The project’s website and the video can be found at Github.

Figure 10: Per-skill evaluation performance of the best policies and number of skills over the duration of the project. The performance as well as the number of skills that the robots are able to handle grow over time due to the continuous data collection efforts as well as improving the policy training algorithms.

[Eric Jang on scaling: “I’m very proud of how we scaled up # of tasks vs. time in the SayCan paper. Some of these tasks (opening a drawer or flipping a bottle upright) are quite challenging. The jump 551 → 100,000 tasks will not require much additional engineering, just additional data collection.”]

Figure 2: A scoring language model is queried with a prompt-engineered context of examples and the high-level instruction to execute and outputs the probability of each skill being selected. To iteratively plan the next steps, the selected skill is added to the natural language query and the language model is queried again.

Skill specification, reward functions, and action space: To complete the description of the underlying MDP that we consider, we provide the reward function as well as the skill specification that is used by the policies and value functions. As mentioned previously, for skill specification we use a set of short, natural language descriptions that are represented as language model embeddings. We use sparse reward functions with reward values of 1.0 at the end of an episode if the language command was executed successfully, and 0.0 otherwise. The success of language command execution is rated by humans where the raters are given a video of the robot performing the skill, together with the given instruction. If 2 out of the 3 raters agree that the skill was accomplished successfully, the episode is labeled with a positive reward.

To additionally process the data, we also ask the raters to mark the episodes as unsafe (ie. if the robot collided with the environment), undesirable (ie. if the robot perturbed objects that were not relevant to the skill) or infeasible (ie. if the skill cannot be done or is already accomplished). If any of these conditions are met, the episode is excluded from training.

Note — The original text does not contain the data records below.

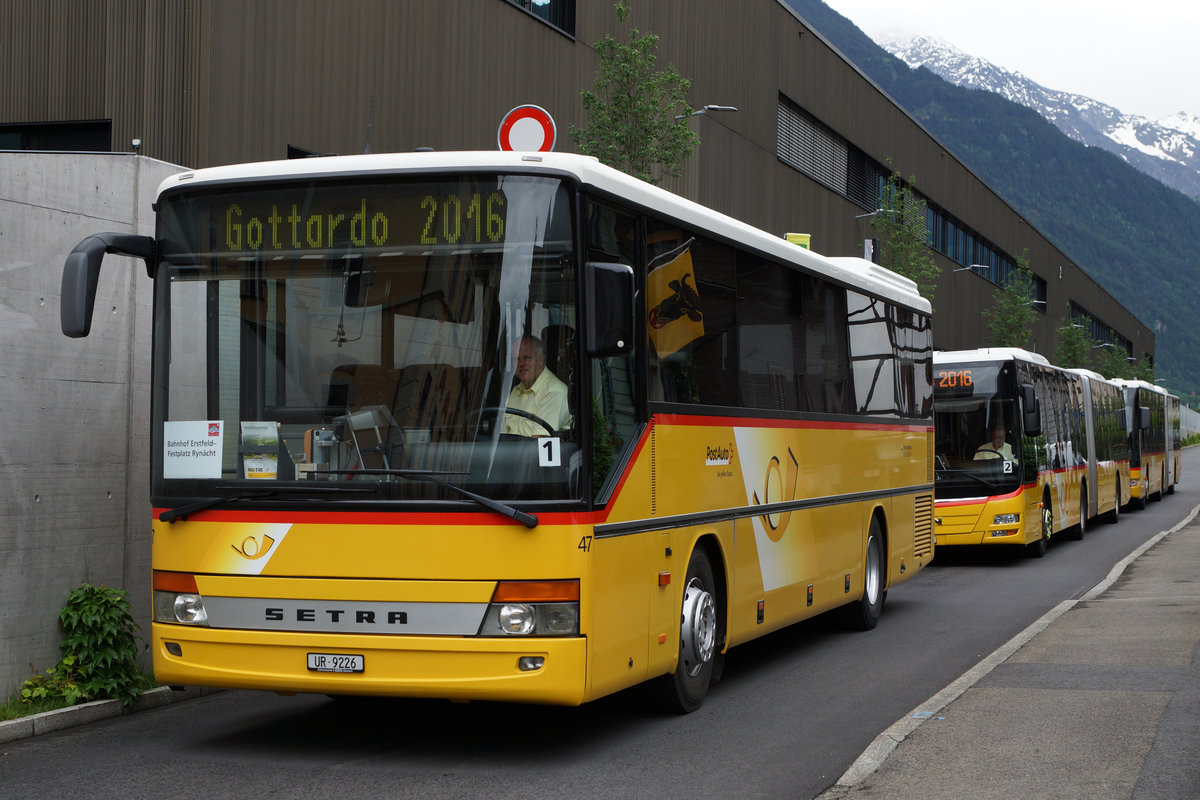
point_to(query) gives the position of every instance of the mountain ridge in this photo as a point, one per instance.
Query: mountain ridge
(1134, 235)
(1167, 149)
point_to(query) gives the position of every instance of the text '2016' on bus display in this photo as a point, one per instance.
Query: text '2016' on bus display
(497, 426)
(394, 216)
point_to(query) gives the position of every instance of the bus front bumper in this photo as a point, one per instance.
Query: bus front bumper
(457, 668)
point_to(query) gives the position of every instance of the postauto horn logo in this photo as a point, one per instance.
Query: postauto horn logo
(778, 487)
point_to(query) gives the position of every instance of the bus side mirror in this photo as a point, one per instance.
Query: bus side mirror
(609, 296)
(1032, 411)
(81, 274)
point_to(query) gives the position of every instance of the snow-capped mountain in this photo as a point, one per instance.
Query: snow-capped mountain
(1168, 149)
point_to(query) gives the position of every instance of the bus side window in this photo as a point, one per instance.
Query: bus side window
(611, 239)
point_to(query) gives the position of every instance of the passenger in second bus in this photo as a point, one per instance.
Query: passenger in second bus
(997, 447)
(538, 391)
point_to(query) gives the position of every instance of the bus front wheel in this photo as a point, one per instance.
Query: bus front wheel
(684, 690)
(864, 613)
(1038, 548)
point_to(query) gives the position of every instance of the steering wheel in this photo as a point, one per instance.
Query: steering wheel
(496, 411)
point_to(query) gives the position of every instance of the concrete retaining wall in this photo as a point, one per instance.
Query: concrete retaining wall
(75, 450)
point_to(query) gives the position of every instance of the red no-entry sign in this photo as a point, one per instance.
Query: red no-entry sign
(527, 128)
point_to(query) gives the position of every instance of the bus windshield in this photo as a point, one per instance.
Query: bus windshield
(977, 431)
(397, 340)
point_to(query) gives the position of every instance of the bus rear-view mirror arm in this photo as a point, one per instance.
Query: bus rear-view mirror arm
(1032, 413)
(81, 274)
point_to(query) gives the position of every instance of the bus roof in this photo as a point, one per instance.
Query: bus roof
(989, 354)
(855, 272)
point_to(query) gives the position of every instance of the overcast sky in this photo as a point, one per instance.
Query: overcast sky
(1141, 56)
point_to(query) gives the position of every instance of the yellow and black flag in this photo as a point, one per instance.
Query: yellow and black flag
(675, 317)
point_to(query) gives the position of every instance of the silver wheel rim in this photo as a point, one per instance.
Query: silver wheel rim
(873, 572)
(697, 631)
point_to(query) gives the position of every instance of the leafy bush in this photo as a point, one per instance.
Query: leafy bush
(99, 651)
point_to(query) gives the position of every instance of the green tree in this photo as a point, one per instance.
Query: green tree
(1074, 347)
(1011, 317)
(633, 109)
(903, 230)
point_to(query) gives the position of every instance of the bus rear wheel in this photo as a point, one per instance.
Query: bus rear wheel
(1114, 517)
(1077, 531)
(684, 690)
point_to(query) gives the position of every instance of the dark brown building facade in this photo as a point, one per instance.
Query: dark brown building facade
(211, 82)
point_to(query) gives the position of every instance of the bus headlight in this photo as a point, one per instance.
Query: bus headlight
(517, 619)
(178, 600)
(179, 608)
(533, 608)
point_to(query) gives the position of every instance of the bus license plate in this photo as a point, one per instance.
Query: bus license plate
(334, 662)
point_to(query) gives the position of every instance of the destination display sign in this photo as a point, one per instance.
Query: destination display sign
(309, 218)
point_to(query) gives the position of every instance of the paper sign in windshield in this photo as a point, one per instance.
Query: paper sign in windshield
(192, 449)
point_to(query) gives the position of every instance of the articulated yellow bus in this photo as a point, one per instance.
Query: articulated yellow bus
(1025, 450)
(1153, 440)
(514, 427)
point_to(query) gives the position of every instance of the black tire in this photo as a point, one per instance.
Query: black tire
(683, 691)
(1038, 548)
(863, 614)
(1078, 531)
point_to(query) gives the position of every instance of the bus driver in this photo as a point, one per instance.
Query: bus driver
(538, 391)
(997, 447)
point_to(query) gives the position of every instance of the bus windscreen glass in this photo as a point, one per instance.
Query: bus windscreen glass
(369, 337)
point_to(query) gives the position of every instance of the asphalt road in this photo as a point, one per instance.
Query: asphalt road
(791, 714)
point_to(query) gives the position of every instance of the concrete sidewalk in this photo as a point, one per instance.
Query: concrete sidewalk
(1099, 699)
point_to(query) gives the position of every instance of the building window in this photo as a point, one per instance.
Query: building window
(91, 136)
(559, 13)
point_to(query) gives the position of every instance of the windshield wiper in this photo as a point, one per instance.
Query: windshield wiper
(184, 511)
(435, 476)
(982, 481)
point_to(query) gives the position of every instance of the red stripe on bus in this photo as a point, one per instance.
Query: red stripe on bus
(682, 420)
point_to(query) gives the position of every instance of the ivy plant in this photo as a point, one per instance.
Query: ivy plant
(99, 651)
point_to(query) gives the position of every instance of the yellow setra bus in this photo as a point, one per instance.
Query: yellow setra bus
(513, 427)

Results: …Across all instruction families in the mock kitchen, SayCan achieved a planning success rate of 70% and an execution rate of 61%. In Table 3 we further verify the performance of SayCan out of the lab setting and in the real kitchen on a subset of the instructions, particularly to verify the performance of the policies and value functions in this setting. We find no substantial loss of performance between the 2 settings, indicating SayCan and the underlying policies generalize well to the full kitchen. The full task list and results can be found in the Appendix Table 5 and videos of experiment rollouts and the decision making process can be found on the project website.

…When comparing the performance of different instruction families in Table 2 & 3 (see Table 1 for an explanation), we see that the natural language nouns performed worse than natural language verbs, due to the number of nouns possible (15 objects and 5 locations) versus number of verbs (6). The structured language tasks (created to ablate the performance loss of spelling out the solution versus understanding the query) were planned correctly 100% of the time, while their natural language verb counterparts were planned correctly 80%. This indicates that the sequence is reasonable for the planner, but that the language was challenging to parse.

The embodiment tasks were planned correctly 64% of the time, generally with failures as a result of affordance function misclassification. SayCan planned and executed crowd-sourced natural queries with performance on par with other instruction families. SayCan performed worst on the most challenging long-horizon tasks, where most failures were a result of early termination by the LLM (eg. bringing one object but not the second). We also find that SayCan struggles with negation (eg. “bring me something that isn’t an apple from the table”) and ambiguous references (eg. asking for drinks with caffeine, sugary drinks), which is a known issue inherited from underlying language models (Hosseini et al 2021). Overall, 65% of the errors were a result of LLM failures and 35% were affordance errors.